The Massachusetts Senate took an important first step to begin to address this pervasive health threat. By a 39-0 vote, the senate passed Amendment #26, authored by Senator Lovely, Authorizing De-leading in Schools, which broadens the scope of the 2018 Water Pollution Abatement State Revolving Fund. If included in the final budget, the amendment would allow up to $5 million from the fund to be spent on lead remediation in schools. We are appreciative of Senator Lovely’s leadership on passing the amendment.

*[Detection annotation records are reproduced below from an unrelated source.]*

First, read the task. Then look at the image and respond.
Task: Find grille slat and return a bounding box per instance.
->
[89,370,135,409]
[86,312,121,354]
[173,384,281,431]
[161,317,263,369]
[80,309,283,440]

While this is an important step in protecting our children from exposure to lead, we have much more work to do. We now need to pass the An Act ensuring safe drinking water at schools, Sen. Joan Lovely (S 500) & Rep. Lori Ehrlich (H 774). This bill, cosponsored by 82 legislators, protects children’s health by getting the lead out of the water at all schools and child care centers requiring; the removal of lead service lines, the largest single source of lead in water; the installation of lead certified filters or water filling stations; and the testing of water at schools regularly. The bill establishes a health-based lead level standard for schools and day care centers of 1ppb and requires the immediate shut-off of outlets with elevated levels of lead.

The budget now heads to a 6 member Conference Committee to work out the differences between the house and senate passed budgets.  The amendment will need to win the support off the Committee before being sent to Governor Baker for his approval.